Written & Directed by Terrence Malick
Where do I even begin with such a film? Why not just where my mind takes me when I think of this film, how’s that? Well the first thing I think about, and probably what most people think about, is the immense beauty contained within this film. It starts with the cinematography, but truthfully goes even deeper than that. But starting with those famous images, the cinematography is what I would consider the best there has ever been. The film takes place predominately the wheat fields of West Texas, though the film was shot in Canada. Look, I know this is going to sound weird, but I love watching wheat fields. I love when the farms around here are full grown because I just stop, stare and admire. It’s weird, but I truly think it is one of the most beautiful things in the world. So when director Terrence Malick and cinematographer Nestor Almendros did what they did with the wheat fields, oh my goodness! They capture such beauty just with camera movements, framing, and the extensive use of the ever so beautiful “magic hour”. I think this is just one of those miracle marriages of fantastic vision and talent with great luck with weather and location. It is truly a work of art and would stand as one of my favorite films if all it was was images. But it’s not!
No, there is so much more, like the great story to go along with it. Bill (Richard Gere) accidently kills the foreman at his factory in Chicago, causing him to flee to Texas with his girlfriend Abby (Brooke Adams) and kid sister Linda (Linda Manz). Once there they find work on a farmer’s (Sam Shepard) wheat farm. Once the wealthy man takes a liking to Abby, Bill, who has been pretending Abby is his sister instead of his lover, springs the idea for her to marry the dying Farmer to eventually gain his wealth. But it seems Abby’s love has rejuvenated him, and Abby starts to fall for him too. Eventually all of the evil surrounding the situation boils over and everyone, including the farm, comes in jeopardy of the wrath of man vs. nature.
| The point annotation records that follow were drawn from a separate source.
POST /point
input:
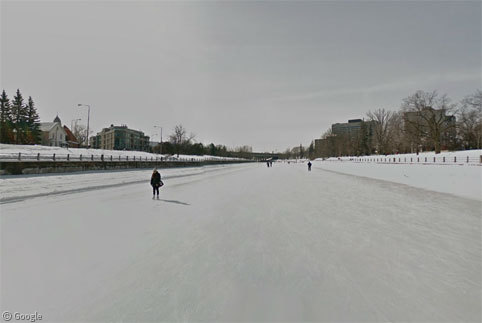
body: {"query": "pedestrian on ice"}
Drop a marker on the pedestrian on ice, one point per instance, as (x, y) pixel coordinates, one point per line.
(156, 183)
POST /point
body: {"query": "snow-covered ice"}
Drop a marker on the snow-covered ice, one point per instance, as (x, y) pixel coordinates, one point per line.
(242, 243)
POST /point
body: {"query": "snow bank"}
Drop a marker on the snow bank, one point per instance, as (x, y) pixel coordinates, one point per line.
(8, 151)
(460, 180)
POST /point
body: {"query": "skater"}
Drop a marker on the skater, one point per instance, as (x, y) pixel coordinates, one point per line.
(156, 183)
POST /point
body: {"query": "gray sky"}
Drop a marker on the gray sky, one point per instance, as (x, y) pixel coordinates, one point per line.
(267, 74)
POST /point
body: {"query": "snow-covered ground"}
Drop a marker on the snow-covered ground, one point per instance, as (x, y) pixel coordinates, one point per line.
(461, 180)
(243, 243)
Nature is one of the themes which Malick deals with extensively in his films and especially man’s conflict with both the physical nature around him as well as the nature of man. That is what I find so fascinating with his films and none of them do it quite as well as “Days of Heaven”. The story, which I might rank least of all of this films attributes, is still one that brings great thought and consideration to the viewer while at the same time being compelling and interesting. Malick is also known for his extensive use of the voice-over. In this case Linda has the honor of narrating the story, which seems perfect to tell this story from the perspective of the innocent girl. Her natural narration and storytelling seems to mirror that of Malick’s ability to tell this story in the same manner, yet instill such complex themes and morals.
The acting all around seems perfectly cast as well. Brooke Adams may be the only one that ever feels out of place, but even then it is intermittently. Richard Gere shows the raw attitude of Bill and Sam Shepard really plays a great defeated, then rejuvenated Farmer. And Linda Manz, who went on to not do much afterward, is really strong in the narrator’s role.
This is a film that I have now seen about four times, and I must say that it is one of those films that just gets better and better every time I watch it, and I think that has something to do with the filmmaking of Malick. “Days of Heaven” is a film that I will continue to come back to and continue to just drool over in all aspects of its filmmaking. I made a comment the other day while watching it. My facebook status was as follows: “I am literally laughing at how ridiculous this film is. The images are so beautiful they make me laugh.” Something tells me this won’t happen very often. And it also tells me that “Days of Heaven” is not only one of Malick’s masterpieces, but also one of my favorite films of all time.